January 11, 2008 | Unregistered CommenterJohn Bugay

Thanks for drawing this to my attention.

January 12, 2008 | Unregistered CommenterRJS

I'm not sure what theological problem you see with the position that the incarnation would have happened even apart from the Fall. You say that the Son would have had no reason to take on human nature apart from sin, but is that really the case?

The incarnation, it seems to me, is more than just a mechanism for dealing with our sins. Jesus is Immanuel, "God with us." By becoming flesh, He tabernacles with us in a way that God didn't before the incarnation. But on your approach, if Adam hadn't fallen, there would have been no hypostatic union, and God would never have come closer to us than He did in the Old Covenant or in the Garden.

Furthermore, it is only by way of the incarnation that the Son is our head and we are His body. On your approach, the Son would not have been our head apart from the Fall.

Moreover, it is only by way of the incarnation that the Son is the Groom and we are the Bride, flesh of His flesh and bone of His bone. On your approach, we would not have been the Bride.

In fact, because all of these things -- having God with us in the way He is in Christ, being members of Christ's body, being the bride of Christ -- depend on the incarnation and (on your view) the incarnation wouldn't have happened apart from the Fall, then (on your view) wouldn't we have to say felix culpa ("happy fall")?

If we're better off because of the incarnation (and surely we are, right?), then are we better off because of Adam's sin? Surely that can't be right, can it?

In fact, in the Bible, marriage precedes the Fall (Gen. 2). Paul tells us that our marriages display the marriage of Christ and His Bride (Eph. 5). Was it only after the Fall that marriage became a picture of Christ and the Church or was that God's intent all along, even apart from sin?

Did Adam and Woman's marriage before the Fall prefigure the marriage of Christ and the Church? That's certainly how it's been taken, including the details (e.g., Adam going down into "deep sleep," which in the Bible is a condition related to death; the bride coming from Adam's side, like the church born of blood and water). But if their marriage was always a foreshadowing of Christ's marriage to the Church, even apart from the Fall, then doesn't it follow that Christ's marriage to the Church was part of God's plan even apart from the coming of sin?
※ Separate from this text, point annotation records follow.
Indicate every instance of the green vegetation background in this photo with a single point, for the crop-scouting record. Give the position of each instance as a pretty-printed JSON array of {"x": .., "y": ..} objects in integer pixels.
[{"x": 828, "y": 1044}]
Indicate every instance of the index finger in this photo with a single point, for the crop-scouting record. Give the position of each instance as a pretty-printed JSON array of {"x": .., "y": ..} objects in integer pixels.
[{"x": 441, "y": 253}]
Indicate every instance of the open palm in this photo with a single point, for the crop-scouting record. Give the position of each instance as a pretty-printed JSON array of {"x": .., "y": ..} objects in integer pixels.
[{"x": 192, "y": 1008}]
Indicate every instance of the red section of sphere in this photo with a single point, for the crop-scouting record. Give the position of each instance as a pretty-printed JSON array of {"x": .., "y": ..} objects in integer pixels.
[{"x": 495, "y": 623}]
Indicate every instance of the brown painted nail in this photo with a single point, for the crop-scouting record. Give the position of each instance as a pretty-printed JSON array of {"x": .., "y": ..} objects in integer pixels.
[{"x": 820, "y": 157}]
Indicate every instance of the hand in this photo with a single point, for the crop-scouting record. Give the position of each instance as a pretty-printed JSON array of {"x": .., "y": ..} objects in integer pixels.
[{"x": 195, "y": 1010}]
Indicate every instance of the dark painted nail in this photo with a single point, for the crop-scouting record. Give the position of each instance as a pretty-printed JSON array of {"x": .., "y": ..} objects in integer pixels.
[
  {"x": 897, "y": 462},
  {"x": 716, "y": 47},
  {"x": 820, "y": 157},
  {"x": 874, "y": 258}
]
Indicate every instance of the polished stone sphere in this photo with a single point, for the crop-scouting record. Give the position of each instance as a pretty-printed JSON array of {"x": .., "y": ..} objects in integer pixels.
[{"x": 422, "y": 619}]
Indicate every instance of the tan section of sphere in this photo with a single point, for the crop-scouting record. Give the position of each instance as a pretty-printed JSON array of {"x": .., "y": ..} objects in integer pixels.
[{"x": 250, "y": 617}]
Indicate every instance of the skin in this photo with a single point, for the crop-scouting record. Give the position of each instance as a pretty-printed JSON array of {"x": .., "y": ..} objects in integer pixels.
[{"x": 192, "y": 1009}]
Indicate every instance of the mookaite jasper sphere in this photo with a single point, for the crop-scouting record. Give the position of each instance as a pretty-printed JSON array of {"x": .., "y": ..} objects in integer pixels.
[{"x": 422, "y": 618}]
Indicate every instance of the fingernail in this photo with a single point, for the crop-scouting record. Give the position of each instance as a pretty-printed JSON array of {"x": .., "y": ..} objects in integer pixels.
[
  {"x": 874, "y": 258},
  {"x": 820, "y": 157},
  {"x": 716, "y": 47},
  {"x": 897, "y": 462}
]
In short, it seems to me that either we have to say that sin brought about something better for us than we would have had apart from sin (and surely that's not right to say) or we have to say that God always intended the incarnation of His Son as Immanuel, our Head and our Husband.

Thoughts?

January 12, 2008 | Unregistered CommenterJohn

John,

Why don't you begin by reading the series of short posts I have put up titled, "Basic Covenant Theology" and then get back to me.